Esa tarde Chris se volvió a mí, visiblemente nervioso.
– Si ha vuelto a la cocaína -dijo, y dio un puñetazo a la pared-, puedo quitarle a Frances. Si logro demostrar que toma drogas, la niña es mía -suspiró, aliviado-. La niña es mía.
Sonreí, y me acerqué a él. Casi nunca hablaba de su hija, y me alegró comprobar que no se trataba de indiferencia, ni de desapego.
Sencillamente, apartaba de su mente aquello que creía que no podía lograr.
Viajamos a Toronto, primero, y luego a Vancouver, y después pasamos varias semanas, mientras rodaban interiores, en Nuevo México.
Yo trazaba las rutas en el plano, y las discutía con Christopher.
Poca cosa más nos quedaba por hacer.
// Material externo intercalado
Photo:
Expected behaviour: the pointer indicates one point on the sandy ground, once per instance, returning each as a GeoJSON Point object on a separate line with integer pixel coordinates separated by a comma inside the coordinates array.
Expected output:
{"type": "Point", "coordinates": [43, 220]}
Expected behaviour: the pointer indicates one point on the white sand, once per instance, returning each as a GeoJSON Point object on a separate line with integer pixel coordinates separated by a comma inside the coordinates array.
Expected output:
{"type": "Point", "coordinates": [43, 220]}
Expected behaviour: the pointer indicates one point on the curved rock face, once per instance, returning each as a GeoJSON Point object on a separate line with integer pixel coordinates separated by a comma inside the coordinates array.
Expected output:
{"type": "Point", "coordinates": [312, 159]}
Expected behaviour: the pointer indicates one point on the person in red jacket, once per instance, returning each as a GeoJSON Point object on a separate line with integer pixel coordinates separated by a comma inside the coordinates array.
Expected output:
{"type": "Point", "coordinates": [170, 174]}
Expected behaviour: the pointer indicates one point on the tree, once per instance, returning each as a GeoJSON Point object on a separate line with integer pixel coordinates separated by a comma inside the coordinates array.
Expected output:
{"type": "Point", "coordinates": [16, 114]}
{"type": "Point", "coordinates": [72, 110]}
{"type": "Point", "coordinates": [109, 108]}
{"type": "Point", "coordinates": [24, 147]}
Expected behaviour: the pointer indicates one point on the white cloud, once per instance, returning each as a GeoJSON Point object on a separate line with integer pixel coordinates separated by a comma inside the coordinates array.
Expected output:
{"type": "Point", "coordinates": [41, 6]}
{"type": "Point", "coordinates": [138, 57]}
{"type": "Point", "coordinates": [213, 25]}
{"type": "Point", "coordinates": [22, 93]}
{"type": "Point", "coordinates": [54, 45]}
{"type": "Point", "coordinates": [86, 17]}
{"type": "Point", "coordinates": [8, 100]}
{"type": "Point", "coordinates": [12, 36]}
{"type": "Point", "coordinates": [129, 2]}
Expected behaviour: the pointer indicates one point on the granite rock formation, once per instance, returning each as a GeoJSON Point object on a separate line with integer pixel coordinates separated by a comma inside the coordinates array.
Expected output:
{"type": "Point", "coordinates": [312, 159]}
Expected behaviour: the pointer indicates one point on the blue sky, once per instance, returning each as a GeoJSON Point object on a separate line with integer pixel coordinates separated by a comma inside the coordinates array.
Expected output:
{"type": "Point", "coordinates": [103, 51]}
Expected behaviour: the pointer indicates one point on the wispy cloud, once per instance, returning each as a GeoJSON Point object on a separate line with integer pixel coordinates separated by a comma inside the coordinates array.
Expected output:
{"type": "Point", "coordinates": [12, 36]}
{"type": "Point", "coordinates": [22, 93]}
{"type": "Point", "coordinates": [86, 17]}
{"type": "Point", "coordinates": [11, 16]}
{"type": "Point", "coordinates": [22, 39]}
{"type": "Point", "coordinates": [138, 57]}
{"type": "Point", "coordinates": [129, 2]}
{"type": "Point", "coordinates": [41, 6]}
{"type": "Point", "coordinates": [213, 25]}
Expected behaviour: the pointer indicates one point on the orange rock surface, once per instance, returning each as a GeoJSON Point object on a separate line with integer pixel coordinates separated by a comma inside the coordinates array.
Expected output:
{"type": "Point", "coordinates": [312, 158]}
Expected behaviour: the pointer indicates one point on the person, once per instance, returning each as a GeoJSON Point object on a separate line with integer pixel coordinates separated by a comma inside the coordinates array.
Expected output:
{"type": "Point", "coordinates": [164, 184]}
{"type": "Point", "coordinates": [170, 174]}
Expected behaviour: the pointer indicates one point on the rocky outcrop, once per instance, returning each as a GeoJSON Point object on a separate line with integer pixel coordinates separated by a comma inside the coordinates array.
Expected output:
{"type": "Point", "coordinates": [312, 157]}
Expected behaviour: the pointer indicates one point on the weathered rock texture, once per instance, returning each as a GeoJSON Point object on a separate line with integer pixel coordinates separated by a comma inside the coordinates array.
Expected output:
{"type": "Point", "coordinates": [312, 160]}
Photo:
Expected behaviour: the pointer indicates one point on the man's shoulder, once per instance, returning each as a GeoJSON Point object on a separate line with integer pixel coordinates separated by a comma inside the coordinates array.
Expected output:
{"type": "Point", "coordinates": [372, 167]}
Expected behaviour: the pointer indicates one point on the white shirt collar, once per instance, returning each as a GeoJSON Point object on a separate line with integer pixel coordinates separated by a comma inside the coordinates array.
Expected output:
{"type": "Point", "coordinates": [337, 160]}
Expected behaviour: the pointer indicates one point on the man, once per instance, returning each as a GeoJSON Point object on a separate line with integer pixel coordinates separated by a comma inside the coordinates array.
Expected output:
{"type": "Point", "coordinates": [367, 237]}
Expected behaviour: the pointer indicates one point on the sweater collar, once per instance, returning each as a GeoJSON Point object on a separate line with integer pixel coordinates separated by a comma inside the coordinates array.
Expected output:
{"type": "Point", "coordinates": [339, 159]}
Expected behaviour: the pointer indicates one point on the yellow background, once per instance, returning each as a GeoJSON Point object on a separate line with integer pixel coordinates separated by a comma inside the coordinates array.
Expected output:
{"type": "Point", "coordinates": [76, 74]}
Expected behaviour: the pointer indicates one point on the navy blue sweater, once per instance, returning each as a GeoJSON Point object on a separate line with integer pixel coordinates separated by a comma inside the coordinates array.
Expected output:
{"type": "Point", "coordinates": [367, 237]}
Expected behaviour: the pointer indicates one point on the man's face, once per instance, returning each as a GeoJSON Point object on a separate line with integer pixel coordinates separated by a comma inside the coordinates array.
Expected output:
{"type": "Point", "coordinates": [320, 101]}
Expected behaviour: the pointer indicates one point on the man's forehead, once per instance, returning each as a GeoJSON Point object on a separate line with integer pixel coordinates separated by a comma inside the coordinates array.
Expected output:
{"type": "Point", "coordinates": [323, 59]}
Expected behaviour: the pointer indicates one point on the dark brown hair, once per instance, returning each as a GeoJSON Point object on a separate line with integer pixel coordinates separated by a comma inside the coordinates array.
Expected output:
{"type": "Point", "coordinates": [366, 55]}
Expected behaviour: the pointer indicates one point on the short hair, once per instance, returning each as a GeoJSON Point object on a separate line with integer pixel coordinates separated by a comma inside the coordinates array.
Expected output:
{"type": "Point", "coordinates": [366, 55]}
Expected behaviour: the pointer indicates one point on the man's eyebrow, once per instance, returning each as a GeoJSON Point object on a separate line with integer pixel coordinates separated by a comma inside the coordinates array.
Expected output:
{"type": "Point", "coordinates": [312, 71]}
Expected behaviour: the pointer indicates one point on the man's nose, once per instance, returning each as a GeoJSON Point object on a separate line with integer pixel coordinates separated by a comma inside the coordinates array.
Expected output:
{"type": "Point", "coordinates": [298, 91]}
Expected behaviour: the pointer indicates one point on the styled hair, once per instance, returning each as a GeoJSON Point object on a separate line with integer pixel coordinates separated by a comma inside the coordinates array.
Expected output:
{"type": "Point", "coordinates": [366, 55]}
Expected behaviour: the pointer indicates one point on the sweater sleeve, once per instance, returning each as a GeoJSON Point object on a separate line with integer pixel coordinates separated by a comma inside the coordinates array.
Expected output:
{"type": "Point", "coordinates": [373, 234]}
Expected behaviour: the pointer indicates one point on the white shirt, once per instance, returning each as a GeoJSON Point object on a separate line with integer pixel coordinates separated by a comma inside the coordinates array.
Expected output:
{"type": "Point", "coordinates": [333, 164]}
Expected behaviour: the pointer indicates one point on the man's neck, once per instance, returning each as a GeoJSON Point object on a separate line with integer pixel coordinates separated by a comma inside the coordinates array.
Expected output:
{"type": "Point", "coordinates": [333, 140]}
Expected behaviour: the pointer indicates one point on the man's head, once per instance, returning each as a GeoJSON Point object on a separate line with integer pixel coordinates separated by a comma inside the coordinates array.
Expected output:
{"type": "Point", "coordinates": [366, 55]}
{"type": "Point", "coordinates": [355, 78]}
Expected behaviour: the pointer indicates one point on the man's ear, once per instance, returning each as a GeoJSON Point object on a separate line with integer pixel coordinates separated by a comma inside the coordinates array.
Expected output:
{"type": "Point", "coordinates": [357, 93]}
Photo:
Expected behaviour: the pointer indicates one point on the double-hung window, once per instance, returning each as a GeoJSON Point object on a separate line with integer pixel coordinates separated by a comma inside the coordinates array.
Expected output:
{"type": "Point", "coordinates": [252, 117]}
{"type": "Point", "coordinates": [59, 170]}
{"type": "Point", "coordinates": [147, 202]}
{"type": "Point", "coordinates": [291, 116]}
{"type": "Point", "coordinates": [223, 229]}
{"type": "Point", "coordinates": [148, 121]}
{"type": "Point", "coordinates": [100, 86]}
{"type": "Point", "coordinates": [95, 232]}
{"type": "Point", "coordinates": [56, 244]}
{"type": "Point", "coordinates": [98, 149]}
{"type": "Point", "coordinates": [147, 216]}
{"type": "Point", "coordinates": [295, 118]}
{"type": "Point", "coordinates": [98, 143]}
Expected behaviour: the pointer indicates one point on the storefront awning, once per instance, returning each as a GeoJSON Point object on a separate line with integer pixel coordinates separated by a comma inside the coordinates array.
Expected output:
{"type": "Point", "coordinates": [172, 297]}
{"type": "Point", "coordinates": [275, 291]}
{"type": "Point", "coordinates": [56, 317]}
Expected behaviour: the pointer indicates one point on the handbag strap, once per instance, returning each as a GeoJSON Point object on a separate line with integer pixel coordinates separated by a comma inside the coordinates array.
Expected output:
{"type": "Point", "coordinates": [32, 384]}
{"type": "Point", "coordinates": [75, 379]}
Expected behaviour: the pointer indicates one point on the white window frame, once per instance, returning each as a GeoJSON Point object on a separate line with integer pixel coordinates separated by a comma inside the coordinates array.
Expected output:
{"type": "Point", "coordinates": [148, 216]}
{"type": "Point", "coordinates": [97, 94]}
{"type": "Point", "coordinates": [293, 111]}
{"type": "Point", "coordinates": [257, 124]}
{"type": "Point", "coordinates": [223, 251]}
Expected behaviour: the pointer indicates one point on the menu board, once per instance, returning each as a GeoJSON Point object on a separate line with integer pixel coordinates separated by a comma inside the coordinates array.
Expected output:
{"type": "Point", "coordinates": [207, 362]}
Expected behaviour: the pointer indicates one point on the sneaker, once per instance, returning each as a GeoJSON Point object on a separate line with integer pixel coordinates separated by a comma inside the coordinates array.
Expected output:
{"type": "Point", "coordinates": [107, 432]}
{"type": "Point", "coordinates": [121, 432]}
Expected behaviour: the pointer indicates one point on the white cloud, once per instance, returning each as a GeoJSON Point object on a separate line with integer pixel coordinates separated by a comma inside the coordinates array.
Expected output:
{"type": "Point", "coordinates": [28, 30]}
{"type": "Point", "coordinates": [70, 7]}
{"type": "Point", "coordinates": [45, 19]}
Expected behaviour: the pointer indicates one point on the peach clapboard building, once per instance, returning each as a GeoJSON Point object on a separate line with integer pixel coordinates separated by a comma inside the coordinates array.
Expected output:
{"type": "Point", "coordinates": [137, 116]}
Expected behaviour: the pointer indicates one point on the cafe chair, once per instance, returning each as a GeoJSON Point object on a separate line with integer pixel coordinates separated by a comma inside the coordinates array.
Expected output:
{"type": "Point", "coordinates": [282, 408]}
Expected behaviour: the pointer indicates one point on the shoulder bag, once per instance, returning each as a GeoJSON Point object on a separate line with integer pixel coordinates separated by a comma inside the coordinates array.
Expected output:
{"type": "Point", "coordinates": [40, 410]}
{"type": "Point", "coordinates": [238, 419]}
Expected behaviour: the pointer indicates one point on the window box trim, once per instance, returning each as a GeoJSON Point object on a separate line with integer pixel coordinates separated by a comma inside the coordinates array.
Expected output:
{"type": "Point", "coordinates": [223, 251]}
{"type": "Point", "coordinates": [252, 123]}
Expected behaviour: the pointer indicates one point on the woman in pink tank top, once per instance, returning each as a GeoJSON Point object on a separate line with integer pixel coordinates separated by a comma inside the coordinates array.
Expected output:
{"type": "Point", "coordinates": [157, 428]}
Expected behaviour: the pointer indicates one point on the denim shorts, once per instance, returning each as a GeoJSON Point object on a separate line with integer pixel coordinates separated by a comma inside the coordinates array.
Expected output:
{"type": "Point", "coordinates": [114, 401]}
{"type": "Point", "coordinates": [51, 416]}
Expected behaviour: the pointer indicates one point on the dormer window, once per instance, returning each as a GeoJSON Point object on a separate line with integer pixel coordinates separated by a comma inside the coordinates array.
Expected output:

Nos llevaban de un lado a otro, cada minuto planeado y organizado, y salvo alguna tarde perdida, incluso comíamos y dormíamos a las horas señaladas. Regresé a mis años de giras; pero al menos entonces estaba fuera, era libre de saltar del escenario y correr cuando me viniera en gana.
El papel de Chris en la serie era el del hermano del protagonista, un joven detective que viajaba por todo el mundo en la época de entreguerras resolviendo misterios relacionados con robos de joyas.
Chris aportaba el toque frívolo, un hermano vividor y generoso, pero concentrado únicamente en la botánica. No carecía de interés, e incluso en dos de los episodios él se constituía como centro absoluto, pero a Chris no le convencía.
Trataba con cortesía al primer actor, al que consideraba un payaso, pero mantenía una reserva absoluta, y esa jovialidad fingida con la que se ganaba a los que trabajaban con él.
– ¿Por qué te cae mal? -le preguntaba yo, cuando le veía mortificarse-. Parece buen chico.
– ¿Ese idiota? Después de esta serie se hundirá. Si es que no nos hundimos con ella. Se las arregla para retrasarnos a todos. Y su papel… no sabe lo que tiene entre manos.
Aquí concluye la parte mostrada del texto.